Shorter vs. Longer: How the Tradeoff Plays Out

There's no universal right answer on loan length. The tradeoff looks different depending on who's borrowing.

Shorter terms mean higher monthly payments, less total interest paid, and faster equity buildup in the vehicle. They work better when a buyer has a strong budget, a low vehicle price relative to income, or plans to keep the vehicle for many years.

Longer terms lower the monthly payment but increase total cost.

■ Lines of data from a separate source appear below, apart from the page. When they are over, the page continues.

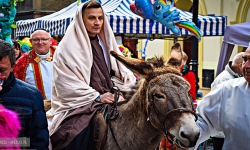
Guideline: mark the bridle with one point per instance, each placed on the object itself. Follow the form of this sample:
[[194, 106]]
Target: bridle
[[162, 118]]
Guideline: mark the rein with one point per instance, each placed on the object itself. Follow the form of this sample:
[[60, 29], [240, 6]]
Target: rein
[[113, 113], [162, 118]]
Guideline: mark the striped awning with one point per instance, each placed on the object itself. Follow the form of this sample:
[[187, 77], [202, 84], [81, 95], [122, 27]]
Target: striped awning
[[122, 20]]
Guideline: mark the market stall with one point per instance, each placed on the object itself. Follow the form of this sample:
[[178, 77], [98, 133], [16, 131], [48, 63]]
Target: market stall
[[238, 34], [122, 21]]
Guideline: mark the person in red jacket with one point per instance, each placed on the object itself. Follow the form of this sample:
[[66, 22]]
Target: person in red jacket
[[188, 75]]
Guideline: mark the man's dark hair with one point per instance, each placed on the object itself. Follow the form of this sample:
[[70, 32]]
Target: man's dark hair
[[91, 4], [7, 50], [16, 44]]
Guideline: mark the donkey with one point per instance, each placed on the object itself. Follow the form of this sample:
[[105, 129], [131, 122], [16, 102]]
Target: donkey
[[142, 122]]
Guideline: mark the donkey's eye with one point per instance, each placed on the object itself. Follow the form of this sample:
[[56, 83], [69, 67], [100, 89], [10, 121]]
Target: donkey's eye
[[158, 96]]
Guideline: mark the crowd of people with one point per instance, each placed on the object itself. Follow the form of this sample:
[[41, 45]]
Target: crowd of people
[[76, 78]]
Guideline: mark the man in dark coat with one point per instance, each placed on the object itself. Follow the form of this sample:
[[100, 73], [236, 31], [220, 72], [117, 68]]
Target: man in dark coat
[[25, 100]]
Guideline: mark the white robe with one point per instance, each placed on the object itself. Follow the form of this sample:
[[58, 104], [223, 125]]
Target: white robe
[[227, 109]]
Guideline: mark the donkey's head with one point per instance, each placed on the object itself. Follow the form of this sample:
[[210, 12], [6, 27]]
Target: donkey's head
[[164, 96]]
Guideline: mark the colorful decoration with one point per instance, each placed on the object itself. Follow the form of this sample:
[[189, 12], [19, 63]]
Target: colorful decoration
[[83, 1], [125, 51], [25, 44], [54, 43], [165, 13], [7, 15]]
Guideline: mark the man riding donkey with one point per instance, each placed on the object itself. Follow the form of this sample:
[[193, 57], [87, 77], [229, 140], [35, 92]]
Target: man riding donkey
[[84, 75]]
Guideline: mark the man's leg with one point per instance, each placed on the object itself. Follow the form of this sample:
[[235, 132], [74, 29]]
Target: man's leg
[[80, 142]]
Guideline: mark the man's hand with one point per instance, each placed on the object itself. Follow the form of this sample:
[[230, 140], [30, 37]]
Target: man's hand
[[178, 148], [109, 98]]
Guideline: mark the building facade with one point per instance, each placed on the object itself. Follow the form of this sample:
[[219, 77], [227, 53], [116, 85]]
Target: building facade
[[237, 11]]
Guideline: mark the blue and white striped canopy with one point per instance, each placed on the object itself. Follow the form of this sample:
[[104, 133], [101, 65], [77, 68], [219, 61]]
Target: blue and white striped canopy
[[122, 20]]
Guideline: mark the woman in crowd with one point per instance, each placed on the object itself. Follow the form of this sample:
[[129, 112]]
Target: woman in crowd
[[17, 49]]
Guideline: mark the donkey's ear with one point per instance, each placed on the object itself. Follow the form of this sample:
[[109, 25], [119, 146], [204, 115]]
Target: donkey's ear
[[175, 56], [137, 66]]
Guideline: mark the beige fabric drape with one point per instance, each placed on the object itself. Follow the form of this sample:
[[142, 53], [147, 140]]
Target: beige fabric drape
[[72, 67]]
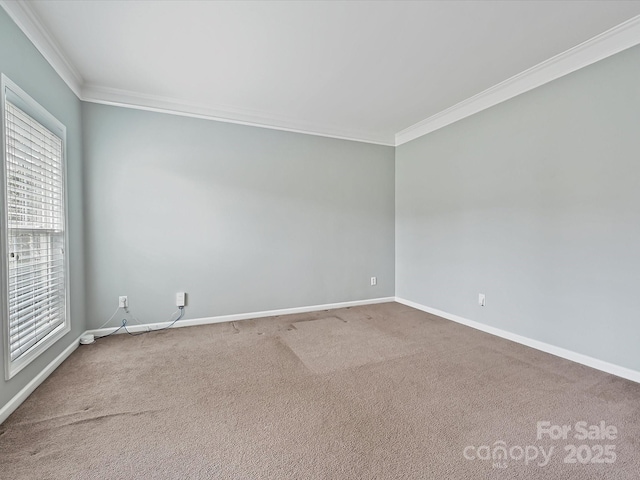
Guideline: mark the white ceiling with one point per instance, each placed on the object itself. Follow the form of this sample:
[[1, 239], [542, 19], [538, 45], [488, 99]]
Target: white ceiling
[[364, 70]]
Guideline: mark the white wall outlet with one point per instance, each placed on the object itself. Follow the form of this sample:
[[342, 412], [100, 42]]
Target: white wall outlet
[[181, 299]]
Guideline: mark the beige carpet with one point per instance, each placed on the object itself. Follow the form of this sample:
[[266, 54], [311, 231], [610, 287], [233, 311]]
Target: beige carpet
[[383, 391]]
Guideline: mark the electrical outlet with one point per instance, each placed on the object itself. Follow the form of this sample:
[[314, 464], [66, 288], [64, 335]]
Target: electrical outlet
[[181, 299], [481, 299]]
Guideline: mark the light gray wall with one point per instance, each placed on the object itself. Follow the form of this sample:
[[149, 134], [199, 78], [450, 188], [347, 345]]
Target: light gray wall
[[23, 64], [535, 203], [243, 219]]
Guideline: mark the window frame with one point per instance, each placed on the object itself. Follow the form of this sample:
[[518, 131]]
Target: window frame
[[31, 107]]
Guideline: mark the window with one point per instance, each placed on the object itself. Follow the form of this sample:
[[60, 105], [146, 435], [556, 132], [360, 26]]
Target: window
[[34, 267]]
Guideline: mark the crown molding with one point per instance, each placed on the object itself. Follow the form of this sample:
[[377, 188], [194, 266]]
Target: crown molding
[[615, 40], [30, 24], [155, 103]]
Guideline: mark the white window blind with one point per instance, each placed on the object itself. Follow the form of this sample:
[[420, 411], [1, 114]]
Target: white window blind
[[35, 231]]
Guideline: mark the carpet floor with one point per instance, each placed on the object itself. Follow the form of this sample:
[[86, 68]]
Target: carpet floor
[[374, 392]]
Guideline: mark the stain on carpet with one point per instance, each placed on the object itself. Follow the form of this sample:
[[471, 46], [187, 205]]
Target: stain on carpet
[[331, 344]]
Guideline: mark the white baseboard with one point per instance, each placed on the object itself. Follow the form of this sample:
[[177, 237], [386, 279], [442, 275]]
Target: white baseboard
[[22, 395], [240, 316], [601, 365]]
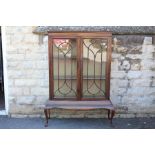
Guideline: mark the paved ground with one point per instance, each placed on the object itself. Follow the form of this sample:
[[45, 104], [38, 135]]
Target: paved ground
[[85, 123]]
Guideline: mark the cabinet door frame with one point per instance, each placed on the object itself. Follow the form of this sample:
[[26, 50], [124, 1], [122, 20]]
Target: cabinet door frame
[[79, 36]]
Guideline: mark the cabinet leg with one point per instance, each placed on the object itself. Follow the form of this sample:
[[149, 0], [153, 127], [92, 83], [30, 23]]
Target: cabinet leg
[[46, 117]]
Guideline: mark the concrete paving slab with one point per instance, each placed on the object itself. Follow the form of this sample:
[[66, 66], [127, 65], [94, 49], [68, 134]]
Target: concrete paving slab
[[77, 123]]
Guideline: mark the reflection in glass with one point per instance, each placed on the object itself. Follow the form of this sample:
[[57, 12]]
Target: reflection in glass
[[65, 68], [94, 67]]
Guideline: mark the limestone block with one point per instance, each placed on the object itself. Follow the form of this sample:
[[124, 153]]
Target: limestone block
[[26, 91], [35, 56], [39, 91], [35, 74], [134, 74], [114, 65], [41, 64], [13, 64], [14, 74], [148, 74], [28, 65], [15, 57], [147, 41], [140, 83], [25, 99], [15, 91], [26, 82], [118, 75], [134, 56], [31, 39]]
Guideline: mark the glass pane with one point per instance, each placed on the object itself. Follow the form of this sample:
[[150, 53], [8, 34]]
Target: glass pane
[[94, 67], [65, 68]]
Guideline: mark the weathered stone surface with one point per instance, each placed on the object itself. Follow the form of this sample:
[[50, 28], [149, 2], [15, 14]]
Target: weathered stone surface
[[132, 88]]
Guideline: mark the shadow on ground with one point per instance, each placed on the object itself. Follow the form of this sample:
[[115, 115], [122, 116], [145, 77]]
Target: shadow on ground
[[77, 123]]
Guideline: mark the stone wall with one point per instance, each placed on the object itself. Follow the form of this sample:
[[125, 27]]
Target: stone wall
[[132, 75]]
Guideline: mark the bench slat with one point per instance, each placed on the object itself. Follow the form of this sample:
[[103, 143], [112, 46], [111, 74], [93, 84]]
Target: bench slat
[[106, 104]]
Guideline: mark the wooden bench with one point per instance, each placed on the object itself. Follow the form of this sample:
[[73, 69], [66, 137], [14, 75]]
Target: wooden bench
[[79, 105]]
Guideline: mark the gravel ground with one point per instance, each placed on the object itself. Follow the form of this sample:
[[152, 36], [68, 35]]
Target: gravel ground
[[77, 123]]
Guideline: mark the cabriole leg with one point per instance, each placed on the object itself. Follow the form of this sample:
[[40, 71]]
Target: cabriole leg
[[46, 117]]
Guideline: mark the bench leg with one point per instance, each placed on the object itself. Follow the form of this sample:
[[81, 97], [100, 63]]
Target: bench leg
[[49, 113], [112, 115], [46, 117], [108, 114]]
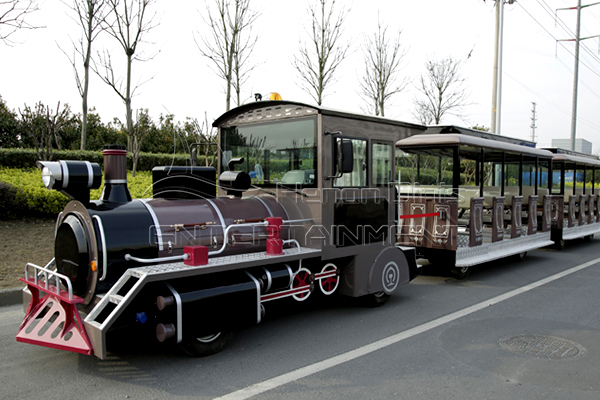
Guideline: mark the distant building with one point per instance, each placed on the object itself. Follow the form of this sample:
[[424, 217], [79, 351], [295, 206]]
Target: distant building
[[581, 145]]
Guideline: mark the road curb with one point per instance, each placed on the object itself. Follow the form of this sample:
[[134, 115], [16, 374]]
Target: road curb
[[9, 297]]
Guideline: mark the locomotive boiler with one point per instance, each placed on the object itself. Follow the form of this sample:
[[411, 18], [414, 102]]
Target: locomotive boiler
[[305, 202]]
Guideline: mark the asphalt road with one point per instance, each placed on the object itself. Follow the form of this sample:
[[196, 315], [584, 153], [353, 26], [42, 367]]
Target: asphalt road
[[518, 330]]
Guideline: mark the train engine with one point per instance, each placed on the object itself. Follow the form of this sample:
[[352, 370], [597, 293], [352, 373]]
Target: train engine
[[190, 267]]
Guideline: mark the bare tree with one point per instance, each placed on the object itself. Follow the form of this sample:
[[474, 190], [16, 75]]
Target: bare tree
[[319, 59], [443, 90], [142, 127], [383, 59], [90, 16], [206, 135], [129, 24], [12, 17], [230, 43], [44, 126]]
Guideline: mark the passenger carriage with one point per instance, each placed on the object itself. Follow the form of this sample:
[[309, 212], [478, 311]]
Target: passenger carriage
[[576, 187], [467, 197]]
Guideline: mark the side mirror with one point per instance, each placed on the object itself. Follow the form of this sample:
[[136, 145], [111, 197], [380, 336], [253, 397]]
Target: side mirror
[[345, 156]]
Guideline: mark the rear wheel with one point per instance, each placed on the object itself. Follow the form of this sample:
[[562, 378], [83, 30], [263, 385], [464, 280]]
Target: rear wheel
[[521, 256], [206, 345], [461, 272], [376, 299]]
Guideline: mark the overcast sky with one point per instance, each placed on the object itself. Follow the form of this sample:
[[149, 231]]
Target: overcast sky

They can make sense when cash flow is genuinely constrained — but they carry real risk if the vehicle depreciates faster than the loan balance drops, or if the borrower's situation changes and they need to exit the loan early.

The Missing Piece 🔍

The average term is 72 months — but "average" describes the market, not your situation. What makes sense for your loan depends on your credit profile, the vehicle's price and age, your lender's terms, your down payment, and how long you actually plan to own the car. Those variables determine whether a given term is a reasonable tool for managing cash flow or a slow-motion cost you'll be paying long after the novelty of the car has worn off.